The Justice Department launched its investigation of the 12,000-officer force -- one of the nation's largest -- in December 2015 following the release of dashcam video showing a white police officer shoot a black teenager, Laquan McDonald, 16 times as he walked away holding a small, folded knife. The video of the 2014 shooting, which the city fought to keep from being released, inspired large protests and cost the city's police commissioner his job.
Among other findings, the report found city police used excessive and that "this pattern is largely attributable to systemic deficiencies within CPD and the City." It also cited insufficient training and a failure to hold bad officers accountable.
Under President Barack Obama, the Justice Department has conducted 25 civil rights investigations of police departments, including those of Cleveland, Baltimore and Seattle, among others.

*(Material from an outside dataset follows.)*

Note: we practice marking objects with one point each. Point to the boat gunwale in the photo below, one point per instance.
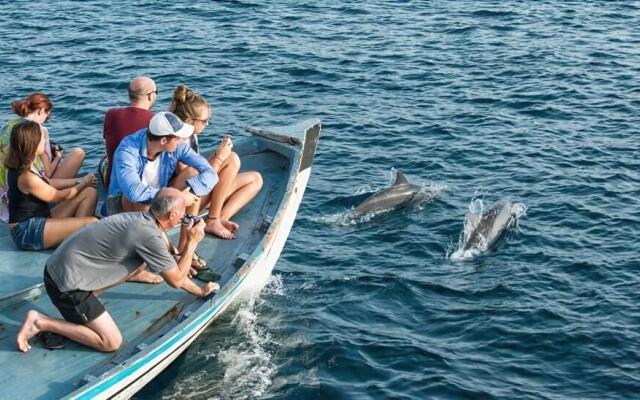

The release of a report is one step in a long process that, in recent years, has typically led to bilateral talks between the Justice Department and a city, followed by an agreed upon police-reform plan that's enforceable by a federal judge.
Chicago's case is unique in that the report comes just days before a change from an administration that strongly backed the process to President-elect Donald Trump's, whose commitment to such federal scrutiny is unclear.
The perception that Chicago Mayor Rahm Emanuel badly mishandled the Laquan McDonald shooting hurt the former Obama chief of staff politically and he may feel pressure to address all, or nearly all, of the Justice Department's findings to restore his political fortunes.
Chicago's police department has long had a reputation for brutality, particularly in minority communities. The most notorious example was Jon Burge, a commander of a detective unit on Chicago's South Side. Burge and his men beat, suffocated and used electric shock for decades starting in the 1970s to get black men to confess to crimes they didn't commit.
The McDonald video, which showed Officer Jason Van Dyke continuing to shoot the teen even as he slumped to the ground, unmoving, provoked widespread outrage. It wasn't until the day the video was released, which was more than a year after the shooting, that Van Dyke was charged with murder. He has pleaded not guilty. Police reports of the shooting later suggested a possible cover-up by other officers who were at the scene.